張麗花左手腕上帶著一條挺細銀鏈,銀鏈上鑲著一朵小小的玉蓮花。我雖然看不出什麽門道,但我相信,這絕不是一條普通的銀手鏈。雖然銀的價格不貴,但這畢竟是城隍繩家上任掌門送的東西,應該有很強的驅邪避凶或者其他功用吧,價值自然遠非普通的黃白俗物可比。
“嗯,真是好東西。”我雖然看不懂,也將就著說點好話吧,別讓張麗花再說一些沒有見識的話來擠兌我。
“那是,算你識貨。”張麗花顯得很滿意。
“你姥爺怎麽不為你請一塊玉佛直接戴在脖子上,那樣豈不是更大氣?”我笑著問她。
“我也不知道,姥爺說我戴佛不好,不讓我戴。”張麗花眨著她靈動的大眼睛對我說:“怪不得你連城隍繩家都不知道,原來隻顧著自己悶頭練習,也不知道和其他道派的人交流。回頭我把舅舅介紹給你認識認識,對你肯定有好處。不過這段時間他老人家正在閉關,表弟一直在身邊護法,可能要過些時候再說了。”張麗華說。

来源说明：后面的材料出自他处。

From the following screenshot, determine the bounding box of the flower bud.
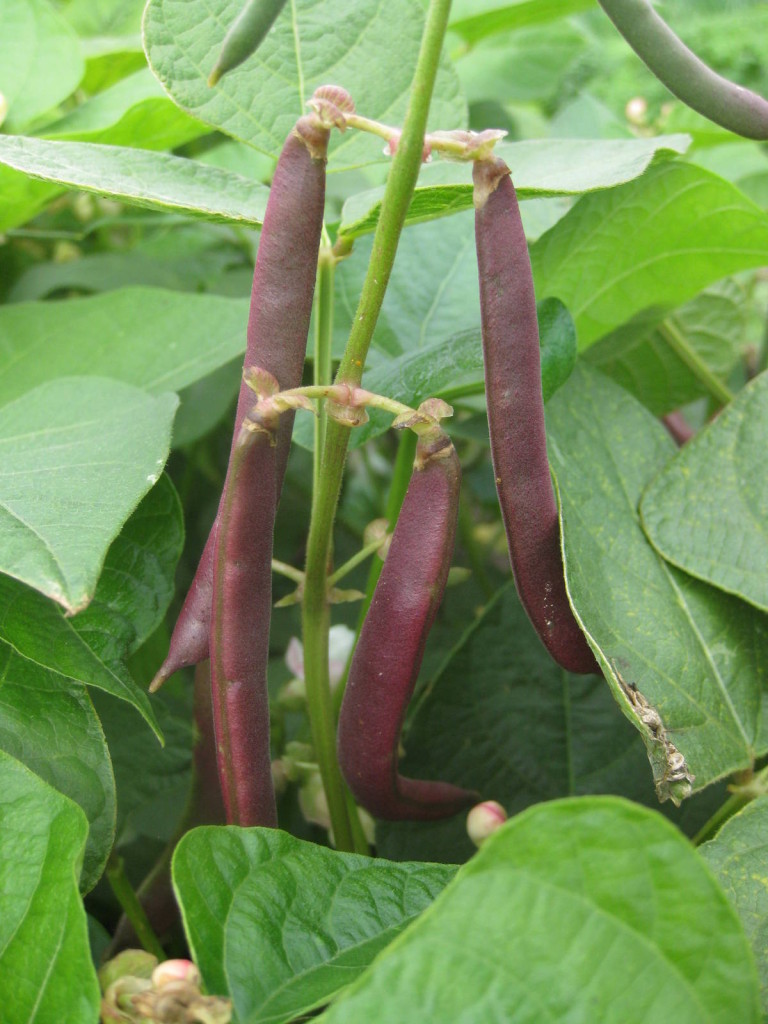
[467,800,507,847]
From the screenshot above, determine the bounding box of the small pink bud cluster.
[467,800,507,847]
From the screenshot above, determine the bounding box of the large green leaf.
[547,366,768,800]
[294,299,577,449]
[0,0,85,131]
[0,135,267,227]
[0,577,158,736]
[585,278,749,416]
[376,584,656,861]
[319,797,760,1024]
[699,797,768,1016]
[0,377,178,611]
[530,163,768,348]
[0,288,248,406]
[0,659,116,892]
[0,752,99,1024]
[451,0,595,43]
[640,373,768,611]
[173,827,456,1024]
[43,68,208,150]
[339,135,690,239]
[144,0,467,170]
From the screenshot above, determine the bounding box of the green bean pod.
[474,157,599,673]
[337,434,478,821]
[599,0,768,139]
[208,0,286,87]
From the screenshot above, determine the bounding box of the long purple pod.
[474,158,600,673]
[599,0,768,139]
[211,407,278,828]
[151,121,330,689]
[337,435,478,821]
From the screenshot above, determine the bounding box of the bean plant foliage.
[0,0,768,1024]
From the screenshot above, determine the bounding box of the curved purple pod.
[598,0,768,139]
[337,435,478,821]
[151,121,330,689]
[474,157,600,673]
[211,411,278,828]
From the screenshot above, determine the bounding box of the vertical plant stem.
[106,851,166,961]
[303,0,451,850]
[312,239,336,490]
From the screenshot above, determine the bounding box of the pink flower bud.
[467,800,507,846]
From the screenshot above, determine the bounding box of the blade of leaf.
[530,163,768,349]
[173,827,456,1024]
[339,135,690,239]
[640,373,768,611]
[0,751,100,1024]
[547,364,768,799]
[0,135,267,227]
[0,377,178,611]
[0,288,248,406]
[143,0,467,170]
[698,797,768,1015]
[319,797,760,1024]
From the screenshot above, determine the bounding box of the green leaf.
[144,0,467,170]
[68,473,184,671]
[0,135,267,227]
[0,752,100,1024]
[43,68,208,150]
[451,0,595,43]
[319,797,760,1024]
[547,365,768,801]
[698,797,768,1016]
[0,377,178,612]
[376,583,656,861]
[0,663,116,892]
[339,135,690,239]
[640,373,768,611]
[530,163,768,349]
[585,278,749,416]
[0,288,248,406]
[294,299,577,449]
[0,573,160,737]
[0,0,85,131]
[173,827,456,1024]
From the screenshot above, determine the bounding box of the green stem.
[328,537,386,587]
[334,430,417,714]
[658,319,733,406]
[106,851,166,961]
[692,768,768,846]
[312,241,337,490]
[303,0,451,850]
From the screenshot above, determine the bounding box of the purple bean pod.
[211,399,278,828]
[150,115,330,690]
[337,433,478,821]
[474,157,600,673]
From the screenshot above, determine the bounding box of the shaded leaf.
[0,377,178,611]
[640,373,768,611]
[173,827,456,1024]
[0,752,99,1024]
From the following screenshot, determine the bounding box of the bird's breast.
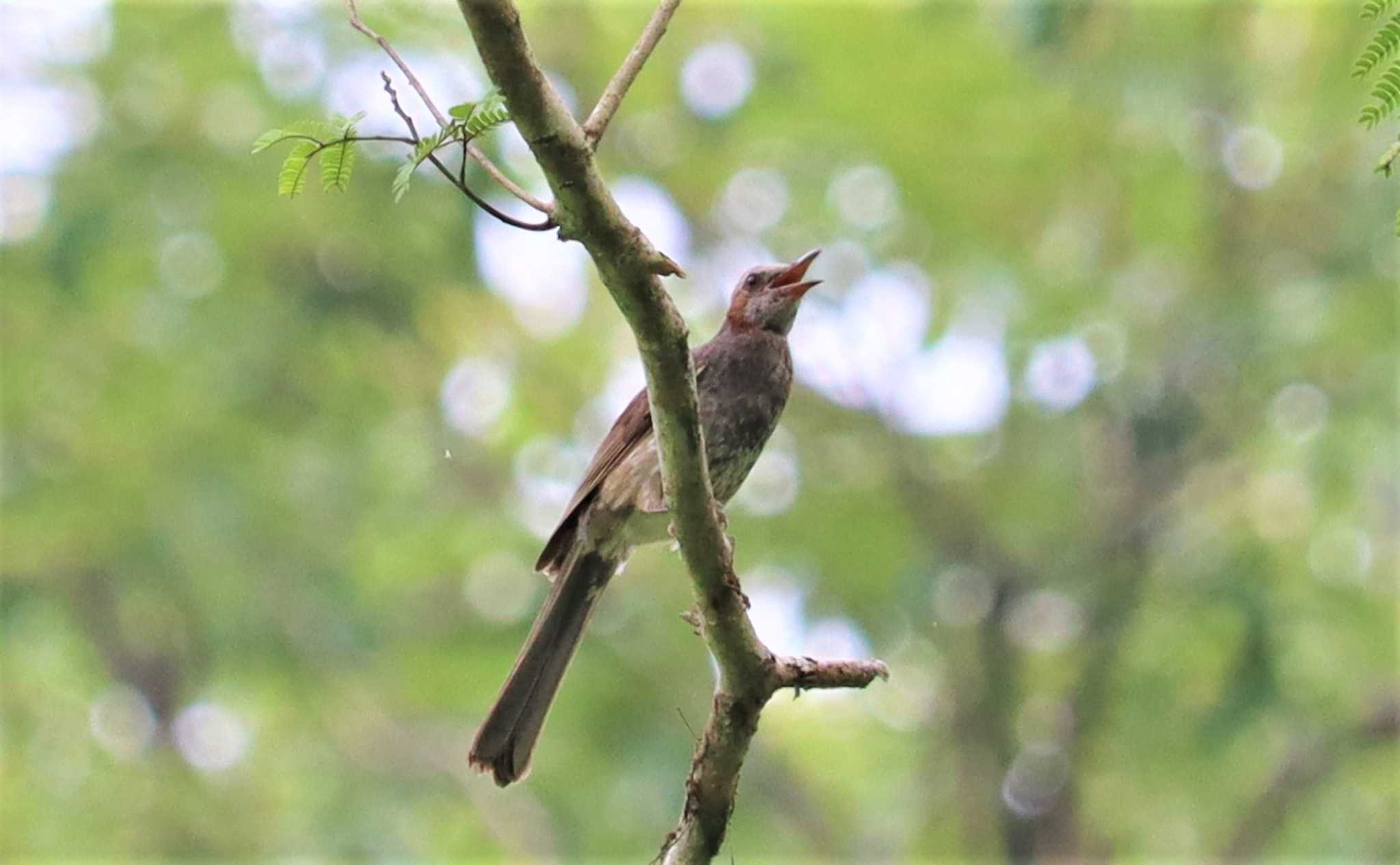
[700,330,792,501]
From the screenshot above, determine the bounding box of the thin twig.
[584,0,680,147]
[379,71,554,231]
[346,0,551,217]
[466,141,554,215]
[381,70,418,139]
[346,0,449,128]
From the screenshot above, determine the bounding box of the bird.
[468,249,820,786]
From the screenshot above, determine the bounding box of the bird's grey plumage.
[468,252,816,786]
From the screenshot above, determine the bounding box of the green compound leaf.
[390,133,442,203]
[278,141,321,197]
[1351,12,1400,79]
[462,88,511,139]
[1361,0,1396,21]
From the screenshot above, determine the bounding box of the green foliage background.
[0,1,1400,862]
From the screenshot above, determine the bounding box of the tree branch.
[584,0,680,147]
[1221,693,1400,862]
[346,0,551,218]
[458,0,887,862]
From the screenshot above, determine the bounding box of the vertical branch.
[458,0,889,864]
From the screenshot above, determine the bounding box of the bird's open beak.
[772,249,822,299]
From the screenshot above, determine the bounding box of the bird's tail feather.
[468,550,619,786]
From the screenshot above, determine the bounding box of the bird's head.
[725,249,822,335]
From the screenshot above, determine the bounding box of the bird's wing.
[535,347,707,574]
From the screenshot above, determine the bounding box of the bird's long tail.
[468,550,620,786]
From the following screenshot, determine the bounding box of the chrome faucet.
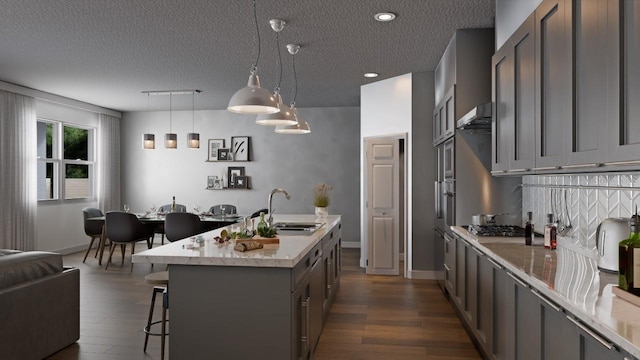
[267,189,291,226]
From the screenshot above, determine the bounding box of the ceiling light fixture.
[373,11,396,22]
[164,93,178,149]
[142,93,156,150]
[275,44,311,134]
[187,90,201,149]
[227,0,280,115]
[256,19,297,126]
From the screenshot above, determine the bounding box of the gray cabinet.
[491,14,535,172]
[607,0,640,162]
[535,0,572,169]
[444,233,457,297]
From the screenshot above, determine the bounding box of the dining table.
[87,213,248,266]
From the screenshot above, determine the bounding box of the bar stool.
[144,271,169,359]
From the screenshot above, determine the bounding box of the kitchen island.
[445,226,640,360]
[133,215,342,359]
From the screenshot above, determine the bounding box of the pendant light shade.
[275,106,311,135]
[164,133,178,149]
[256,92,296,126]
[187,133,200,149]
[227,0,280,115]
[227,68,280,115]
[142,134,156,150]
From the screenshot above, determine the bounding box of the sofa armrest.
[0,268,80,359]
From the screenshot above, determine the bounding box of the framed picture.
[218,149,229,161]
[227,166,244,188]
[207,139,224,161]
[207,175,222,190]
[230,136,251,161]
[233,175,249,189]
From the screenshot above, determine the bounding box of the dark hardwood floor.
[50,243,480,360]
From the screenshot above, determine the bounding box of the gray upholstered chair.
[209,204,238,215]
[105,211,153,271]
[164,212,203,242]
[154,204,187,245]
[82,207,104,262]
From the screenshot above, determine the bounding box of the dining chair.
[209,204,238,215]
[105,211,153,271]
[82,207,104,263]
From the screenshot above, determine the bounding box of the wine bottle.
[618,205,640,296]
[524,211,535,245]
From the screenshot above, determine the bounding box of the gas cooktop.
[463,225,524,237]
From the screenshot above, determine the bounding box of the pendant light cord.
[274,31,282,92]
[291,55,298,107]
[251,0,260,71]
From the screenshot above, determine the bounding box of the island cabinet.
[445,234,633,360]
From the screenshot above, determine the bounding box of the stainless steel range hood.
[457,103,491,130]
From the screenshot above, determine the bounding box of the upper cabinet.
[492,0,640,175]
[433,28,495,146]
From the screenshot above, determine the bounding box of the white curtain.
[96,114,120,212]
[0,90,38,250]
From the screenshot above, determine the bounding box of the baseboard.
[408,270,437,280]
[342,241,360,249]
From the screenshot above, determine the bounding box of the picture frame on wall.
[229,136,251,161]
[207,139,224,161]
[233,175,249,189]
[218,149,229,161]
[227,166,244,188]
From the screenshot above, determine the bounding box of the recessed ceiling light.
[373,12,396,22]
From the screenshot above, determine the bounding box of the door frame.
[360,133,413,278]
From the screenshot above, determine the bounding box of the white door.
[366,139,401,275]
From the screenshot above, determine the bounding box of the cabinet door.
[535,0,572,169]
[607,0,640,161]
[491,43,513,172]
[509,14,536,171]
[565,0,608,166]
[474,250,501,354]
[492,270,516,360]
[440,85,457,139]
[291,276,311,360]
[444,233,456,297]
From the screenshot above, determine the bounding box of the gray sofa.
[0,249,80,360]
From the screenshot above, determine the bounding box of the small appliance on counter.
[596,218,629,273]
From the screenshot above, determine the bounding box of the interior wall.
[496,0,542,50]
[360,72,434,277]
[121,107,360,246]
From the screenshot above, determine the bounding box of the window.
[38,119,95,200]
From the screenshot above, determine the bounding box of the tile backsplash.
[522,172,640,256]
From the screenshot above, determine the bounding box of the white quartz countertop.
[132,214,341,268]
[451,226,640,358]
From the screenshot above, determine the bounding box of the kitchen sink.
[273,222,323,236]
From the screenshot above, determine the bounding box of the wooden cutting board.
[236,235,280,245]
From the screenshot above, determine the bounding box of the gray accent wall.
[121,105,360,246]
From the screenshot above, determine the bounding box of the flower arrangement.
[313,183,333,207]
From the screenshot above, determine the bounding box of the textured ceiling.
[0,0,495,111]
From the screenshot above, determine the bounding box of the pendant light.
[256,19,297,126]
[142,93,156,150]
[164,93,178,149]
[227,0,280,115]
[187,90,200,149]
[275,44,311,135]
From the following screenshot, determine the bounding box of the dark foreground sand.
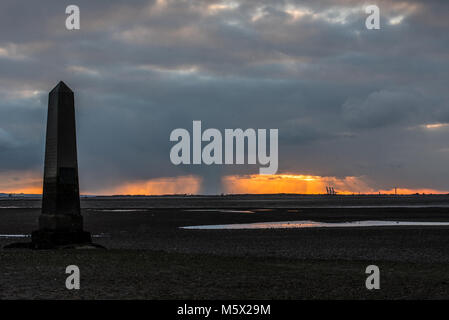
[0,196,449,299]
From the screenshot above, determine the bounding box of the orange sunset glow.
[223,174,447,195]
[0,171,448,195]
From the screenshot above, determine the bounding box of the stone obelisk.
[32,81,91,248]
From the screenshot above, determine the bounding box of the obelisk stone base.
[31,230,92,249]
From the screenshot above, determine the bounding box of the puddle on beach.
[87,209,148,212]
[181,220,449,230]
[0,234,31,238]
[184,209,254,213]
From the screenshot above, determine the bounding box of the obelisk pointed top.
[50,81,73,93]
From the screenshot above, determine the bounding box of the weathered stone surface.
[32,81,91,248]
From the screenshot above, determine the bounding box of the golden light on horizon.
[223,174,448,195]
[0,171,42,194]
[424,123,449,129]
[0,171,449,195]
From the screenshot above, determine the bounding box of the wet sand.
[0,196,449,299]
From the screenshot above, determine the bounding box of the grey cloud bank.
[0,0,449,193]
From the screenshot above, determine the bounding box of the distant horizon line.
[0,192,449,198]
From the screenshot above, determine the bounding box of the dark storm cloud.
[0,0,449,192]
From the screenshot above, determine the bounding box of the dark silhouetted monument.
[32,81,91,248]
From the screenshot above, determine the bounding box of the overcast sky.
[0,0,449,193]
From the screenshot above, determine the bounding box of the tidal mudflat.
[0,195,449,299]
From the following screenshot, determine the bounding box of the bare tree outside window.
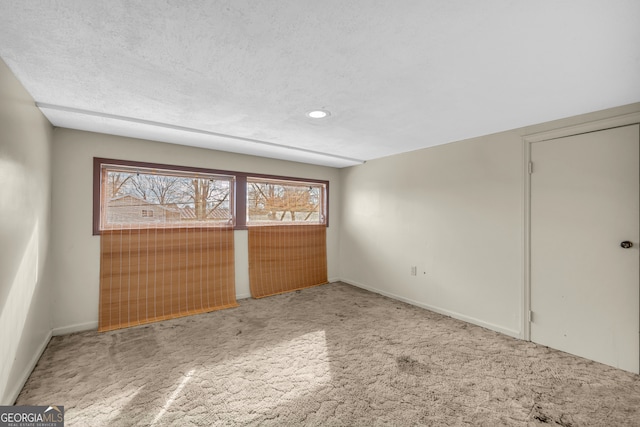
[247,178,324,224]
[101,165,233,228]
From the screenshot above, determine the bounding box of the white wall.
[340,104,640,337]
[0,60,52,405]
[51,129,340,334]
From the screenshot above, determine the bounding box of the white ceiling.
[0,0,640,167]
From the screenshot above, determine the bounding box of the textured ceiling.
[0,0,640,167]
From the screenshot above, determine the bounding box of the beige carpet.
[17,283,640,426]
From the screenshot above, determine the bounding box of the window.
[247,177,326,225]
[93,158,329,235]
[100,163,234,230]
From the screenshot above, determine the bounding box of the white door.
[531,125,640,373]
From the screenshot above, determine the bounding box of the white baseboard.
[340,279,521,339]
[7,331,52,405]
[53,321,98,337]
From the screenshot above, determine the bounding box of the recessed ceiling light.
[307,110,331,119]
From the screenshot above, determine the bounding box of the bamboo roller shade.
[98,227,238,331]
[249,225,327,298]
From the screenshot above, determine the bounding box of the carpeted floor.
[17,283,640,426]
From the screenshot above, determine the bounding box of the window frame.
[93,157,329,236]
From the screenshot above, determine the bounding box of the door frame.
[520,112,640,341]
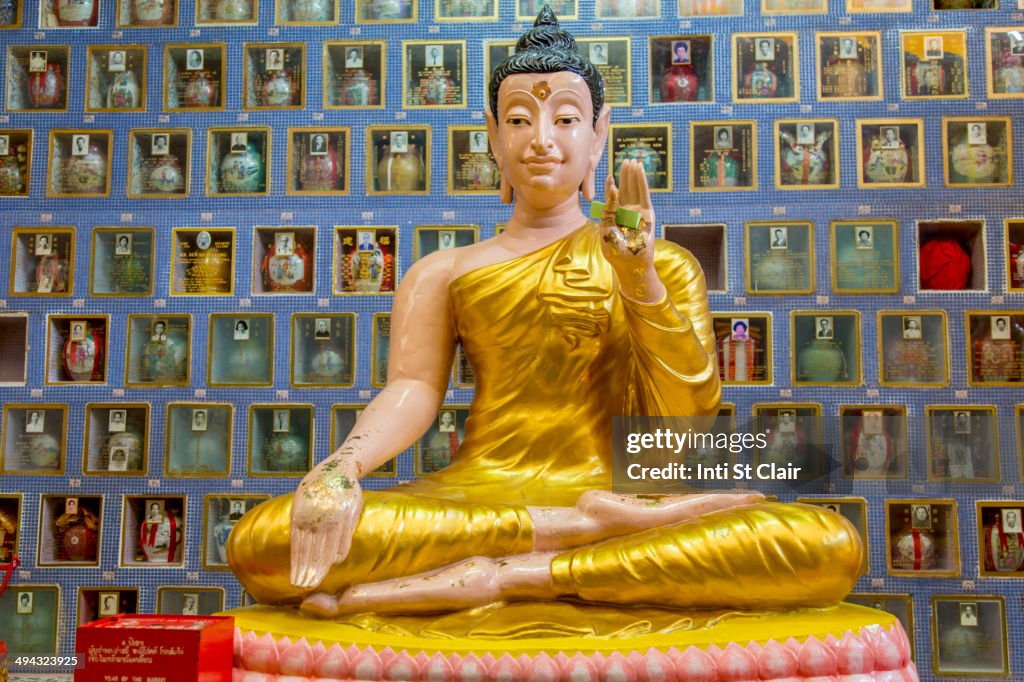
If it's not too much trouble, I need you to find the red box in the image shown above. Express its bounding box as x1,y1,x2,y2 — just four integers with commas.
75,614,234,682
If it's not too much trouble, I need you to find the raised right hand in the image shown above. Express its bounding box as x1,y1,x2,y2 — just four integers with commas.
292,459,362,588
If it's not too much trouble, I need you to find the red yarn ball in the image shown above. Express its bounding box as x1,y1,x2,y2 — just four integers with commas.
920,237,971,291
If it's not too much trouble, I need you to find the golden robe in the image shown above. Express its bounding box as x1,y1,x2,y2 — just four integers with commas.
228,223,861,608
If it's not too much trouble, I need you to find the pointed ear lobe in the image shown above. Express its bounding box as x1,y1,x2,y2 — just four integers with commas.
580,104,611,202
483,108,513,204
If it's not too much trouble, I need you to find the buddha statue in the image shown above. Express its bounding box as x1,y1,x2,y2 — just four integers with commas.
227,7,861,622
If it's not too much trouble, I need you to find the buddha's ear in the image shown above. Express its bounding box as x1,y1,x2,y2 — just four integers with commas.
580,104,611,202
483,108,512,204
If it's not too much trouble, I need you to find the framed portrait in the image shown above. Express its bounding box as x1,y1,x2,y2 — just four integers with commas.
331,404,398,478
878,310,949,388
815,31,884,101
291,312,356,388
839,404,907,480
275,0,339,26
164,402,232,478
797,498,868,569
857,119,925,189
752,402,828,481
942,117,1014,187
885,499,961,578
577,36,633,106
975,500,1024,578
608,123,672,191
370,312,391,388
126,128,191,199
164,43,228,112
975,28,1024,99
1004,218,1024,292
932,594,1010,680
965,310,1024,386
744,221,814,294
829,218,899,294
85,45,146,113
732,33,800,104
7,225,75,296
791,310,861,386
401,40,466,109
416,406,469,476
46,129,114,198
323,40,387,109
44,314,111,386
413,225,480,260
775,119,839,189
447,125,502,195
690,121,758,191
367,126,430,195
712,310,772,385
648,34,715,104
900,31,968,99
925,406,999,483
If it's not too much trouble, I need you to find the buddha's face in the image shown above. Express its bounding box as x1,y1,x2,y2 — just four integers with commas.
488,72,607,209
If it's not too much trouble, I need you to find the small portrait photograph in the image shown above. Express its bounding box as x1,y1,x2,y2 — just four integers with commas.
71,133,89,157
672,40,690,63
106,50,125,72
15,592,36,615
185,49,204,71
991,315,1010,341
150,319,167,341
345,45,362,69
98,592,121,617
715,126,732,150
856,225,874,251
880,126,900,150
145,493,164,523
903,315,921,339
469,130,489,154
273,232,295,256
150,133,170,157
967,121,988,144
106,410,128,433
797,123,814,144
999,509,1024,534
309,133,327,157
910,505,932,530
814,316,835,339
263,47,285,71
32,235,53,256
181,594,199,615
771,227,790,249
114,232,132,256
106,445,128,471
390,130,409,154
271,410,292,433
423,45,444,69
231,132,249,154
29,50,46,74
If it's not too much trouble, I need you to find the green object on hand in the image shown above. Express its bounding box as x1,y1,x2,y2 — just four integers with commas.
590,202,643,229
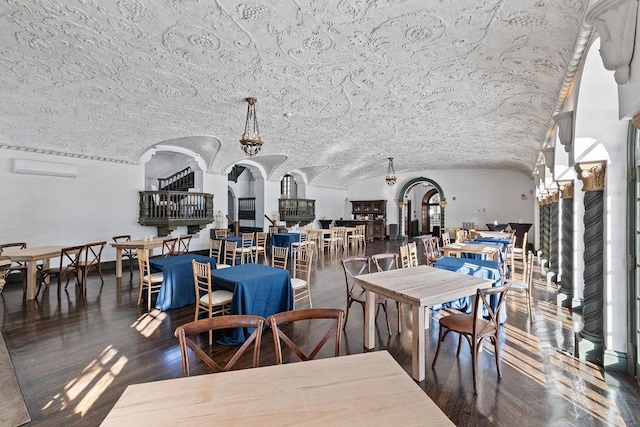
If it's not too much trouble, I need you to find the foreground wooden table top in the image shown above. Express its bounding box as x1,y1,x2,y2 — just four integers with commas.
355,265,493,381
102,351,454,427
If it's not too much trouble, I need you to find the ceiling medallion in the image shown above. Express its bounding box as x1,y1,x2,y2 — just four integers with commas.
384,157,396,185
240,97,262,156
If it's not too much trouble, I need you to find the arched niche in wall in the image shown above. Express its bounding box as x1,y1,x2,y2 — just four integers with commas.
396,177,447,236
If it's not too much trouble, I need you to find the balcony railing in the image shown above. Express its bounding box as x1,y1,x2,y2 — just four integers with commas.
138,191,214,236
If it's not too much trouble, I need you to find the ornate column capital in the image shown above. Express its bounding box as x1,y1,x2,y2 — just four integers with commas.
556,179,574,199
575,160,607,191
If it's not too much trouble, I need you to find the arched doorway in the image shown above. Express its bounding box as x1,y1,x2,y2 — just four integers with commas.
396,177,447,236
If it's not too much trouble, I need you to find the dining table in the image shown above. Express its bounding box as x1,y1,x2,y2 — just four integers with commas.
355,265,492,381
211,264,293,345
102,350,455,427
149,254,216,311
111,238,164,279
3,246,64,300
431,257,507,323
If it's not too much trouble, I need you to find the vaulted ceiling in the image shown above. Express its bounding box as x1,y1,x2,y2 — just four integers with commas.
0,0,587,187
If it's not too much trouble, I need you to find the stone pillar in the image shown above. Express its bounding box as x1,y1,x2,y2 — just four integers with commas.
575,161,606,366
558,180,573,308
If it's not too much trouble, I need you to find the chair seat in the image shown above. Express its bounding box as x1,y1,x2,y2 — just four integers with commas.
291,277,307,290
142,272,164,283
440,314,495,335
200,290,233,305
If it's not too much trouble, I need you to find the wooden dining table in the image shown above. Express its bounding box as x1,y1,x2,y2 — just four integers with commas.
355,265,493,381
111,239,164,278
102,351,454,427
4,246,64,300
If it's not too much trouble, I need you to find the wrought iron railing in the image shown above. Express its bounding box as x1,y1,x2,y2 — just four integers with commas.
138,191,215,236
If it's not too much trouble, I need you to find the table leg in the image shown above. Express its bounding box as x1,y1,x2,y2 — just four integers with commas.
27,261,37,300
364,290,376,349
116,248,122,278
411,305,426,381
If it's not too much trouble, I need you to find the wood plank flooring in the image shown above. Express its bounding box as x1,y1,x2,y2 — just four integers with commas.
0,241,640,426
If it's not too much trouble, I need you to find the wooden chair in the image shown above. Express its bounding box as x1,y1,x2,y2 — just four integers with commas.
112,234,136,277
175,314,265,377
271,246,289,270
191,259,233,345
340,256,391,335
213,228,229,239
136,249,163,312
209,239,222,264
431,284,509,394
251,232,267,263
291,247,313,309
267,308,344,365
0,242,27,292
220,240,238,266
371,253,402,333
175,234,193,255
422,236,442,265
36,245,84,297
236,233,255,264
505,251,534,322
78,242,107,285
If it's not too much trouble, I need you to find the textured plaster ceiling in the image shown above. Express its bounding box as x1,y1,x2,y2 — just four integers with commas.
0,0,587,187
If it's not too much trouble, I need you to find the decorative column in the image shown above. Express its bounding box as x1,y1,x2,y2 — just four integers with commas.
547,191,560,282
575,161,606,366
558,180,573,308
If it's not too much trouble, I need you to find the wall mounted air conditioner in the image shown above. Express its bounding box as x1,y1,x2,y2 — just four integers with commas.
13,159,78,178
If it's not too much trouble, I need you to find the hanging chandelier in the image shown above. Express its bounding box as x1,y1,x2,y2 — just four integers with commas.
240,97,262,156
384,157,396,185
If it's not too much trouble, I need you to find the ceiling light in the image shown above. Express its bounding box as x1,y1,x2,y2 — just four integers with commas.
384,157,396,185
240,97,262,156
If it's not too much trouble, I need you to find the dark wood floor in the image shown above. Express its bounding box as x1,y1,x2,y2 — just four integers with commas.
0,241,640,426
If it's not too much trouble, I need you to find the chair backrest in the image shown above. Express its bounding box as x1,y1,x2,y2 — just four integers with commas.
162,237,178,257
222,240,238,265
291,246,313,283
371,253,398,271
472,283,510,337
209,239,222,264
177,234,193,255
84,242,107,265
340,256,371,295
267,308,344,365
271,246,289,270
175,314,265,377
407,242,418,267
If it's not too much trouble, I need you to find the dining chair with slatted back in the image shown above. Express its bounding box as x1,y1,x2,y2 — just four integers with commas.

“沒關係,以後再說。”我本來也沒打算認識什麽城隍繩家掌門人,更沒有想過要靠太乙玄功混飯吃,畢竟咱是正經八百的大學畢業生啊。
忽然,張麗花使勁吸了吸鼻子說:“你聞到沒有,什麽味道這麽刺鼻?”
我下意識看了看前後的乘客,以為是那個習慣不良的家夥把滿是芬芳的腳丫子華麗麗擺出來的節奏,可望了一圈也沒有發現什麽異常。大巴車裏全是密閉的空間,雖然空氣並不新鮮,但也沒有什麽明顯的異味啊。
“這是要把人熏死嗎,這麽嗆。”張麗花用手捂住了鼻子。
我使勁用鼻子吸了吸,沒有發現什麽不對勁的味道啊,不會是張麗花在戲弄我吧。想到這裏,我笑了笑,對她豎起大拇指,“演技真好啊,不演電影白瞎你這大好人才了。”